Hey Alexa. How safe are you? vpnMentor reports

vpnMentor

vpnMentor has discovered a critical vulnerability the hardware design of Amazon Echo 1st generation.

The design flaw is only accessible if you have the device in your hands. So, the sky is not falling. For anyone who bought it from a legitimate retailer (and that does not include cut-price online merchants), you are safe.

vpnMentor (website here and report here) was able to take complete control of the device without affecting its user functionality. It could then listen to every conversation.

Apparently, the device (which runs an underlying operating system akin to Linux) can boot from an SD card slot easily accessible from the base of the device.

vpnMentor was able to gain administrative rights and install malicious software, without leaving physical evidence of tampering. Once installed, this malware could grant an attacker persistent remote access to the device, the ability to steal customer authentication tokens and the power to stream live microphone audio to remote services without altering the functionality of the device.

So how does this affect me?

The market for smart speakers is snowballing. The curious often look for second-hand Alexa’s online to put a low-cost toe-in-the-water.

Ariel Hochstadt, a co-founder of internet security business vpnMentor, uses internet search trends to illustrate how the demand for used smart-home products is taking off. He looked at the average Google search trends worldwide since Amazon Echo’s launch date in November 2014

“The terms ‘second-hand Alexa’ and ‘used Alexa’ have seen a 131% and 502.86% increase respectively. This would highlight a growing interest from consumers in the second-hand market, specifically with Amazon Alexa,” he says.

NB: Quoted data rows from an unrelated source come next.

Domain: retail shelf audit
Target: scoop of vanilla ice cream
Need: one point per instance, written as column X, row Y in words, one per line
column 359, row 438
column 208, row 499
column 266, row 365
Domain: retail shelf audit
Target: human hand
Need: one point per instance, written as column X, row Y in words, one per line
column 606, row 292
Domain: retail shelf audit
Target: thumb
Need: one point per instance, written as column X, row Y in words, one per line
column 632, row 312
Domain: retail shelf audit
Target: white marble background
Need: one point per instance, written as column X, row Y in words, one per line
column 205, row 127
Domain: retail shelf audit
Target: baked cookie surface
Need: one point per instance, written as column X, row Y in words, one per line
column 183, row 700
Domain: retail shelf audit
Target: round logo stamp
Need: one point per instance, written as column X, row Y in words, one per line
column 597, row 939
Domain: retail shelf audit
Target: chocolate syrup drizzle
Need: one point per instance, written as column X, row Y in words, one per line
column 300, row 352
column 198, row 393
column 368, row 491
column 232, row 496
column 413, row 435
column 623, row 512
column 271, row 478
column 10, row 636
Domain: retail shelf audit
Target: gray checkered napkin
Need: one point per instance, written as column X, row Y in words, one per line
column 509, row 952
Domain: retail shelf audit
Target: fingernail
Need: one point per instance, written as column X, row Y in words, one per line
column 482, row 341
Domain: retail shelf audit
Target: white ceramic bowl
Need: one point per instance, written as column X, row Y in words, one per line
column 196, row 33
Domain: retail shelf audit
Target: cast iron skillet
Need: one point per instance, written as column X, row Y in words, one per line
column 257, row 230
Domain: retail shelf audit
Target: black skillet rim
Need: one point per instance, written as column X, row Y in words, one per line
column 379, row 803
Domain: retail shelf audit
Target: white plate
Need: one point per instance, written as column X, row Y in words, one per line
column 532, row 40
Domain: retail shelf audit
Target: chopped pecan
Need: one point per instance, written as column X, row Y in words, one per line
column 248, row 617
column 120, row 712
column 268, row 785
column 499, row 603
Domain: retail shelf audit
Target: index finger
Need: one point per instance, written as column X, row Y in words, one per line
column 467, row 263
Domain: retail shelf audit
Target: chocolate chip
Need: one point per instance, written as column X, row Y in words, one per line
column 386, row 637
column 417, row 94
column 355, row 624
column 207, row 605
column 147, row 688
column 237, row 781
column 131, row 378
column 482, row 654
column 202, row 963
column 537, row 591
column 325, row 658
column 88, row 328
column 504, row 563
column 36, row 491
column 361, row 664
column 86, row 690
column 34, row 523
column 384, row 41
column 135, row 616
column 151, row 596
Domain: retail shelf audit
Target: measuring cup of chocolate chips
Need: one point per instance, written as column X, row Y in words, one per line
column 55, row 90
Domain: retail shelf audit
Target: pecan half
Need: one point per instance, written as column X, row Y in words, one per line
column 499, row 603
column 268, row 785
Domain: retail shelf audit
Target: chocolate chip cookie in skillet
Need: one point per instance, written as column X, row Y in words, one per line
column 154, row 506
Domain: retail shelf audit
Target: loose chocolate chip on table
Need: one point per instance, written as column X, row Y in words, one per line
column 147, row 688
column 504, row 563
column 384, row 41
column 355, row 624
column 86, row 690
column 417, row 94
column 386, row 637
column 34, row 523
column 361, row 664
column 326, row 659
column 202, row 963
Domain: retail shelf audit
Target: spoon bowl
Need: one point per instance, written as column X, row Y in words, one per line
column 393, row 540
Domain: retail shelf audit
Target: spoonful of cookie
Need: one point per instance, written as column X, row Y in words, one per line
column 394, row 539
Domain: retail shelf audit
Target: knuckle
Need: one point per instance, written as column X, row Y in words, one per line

Hochstadt is concerned that it is to easy to tamper with second-hand products. The buyer would not be aware that they have purchased a pre-hacked device and, therefore, once in the home, the hackers would be able to access it remotely without ever having to enter the home,” he warns.

vpnMentor recommends that all second-hand electronic equipment, especially those with a camera or microphone (smartphones included) are potentially at risk. He does not want to sound alarmist in any way. While they have proven the bug and exploit exists the issue has been revealed to warn about second-hand devices, not specifically Amazon Alexa.

GadgetGuy’s take. Its time this issue was addressed.

Out of curiosity, and with no agenda for anti-Alexa sentiment I Googled ‘hacking Alexa’. It surprised me to see  5,300,000 results. A search for hack ‘OK Google Assistant’ yielded 14,800,000 results.

The term ‘hack’ covers so many things. But where there is smoke, there is fire. Any IoT device is at risk.

At present, the safest thing you can do is not to say anything that you would not want your mother to hear!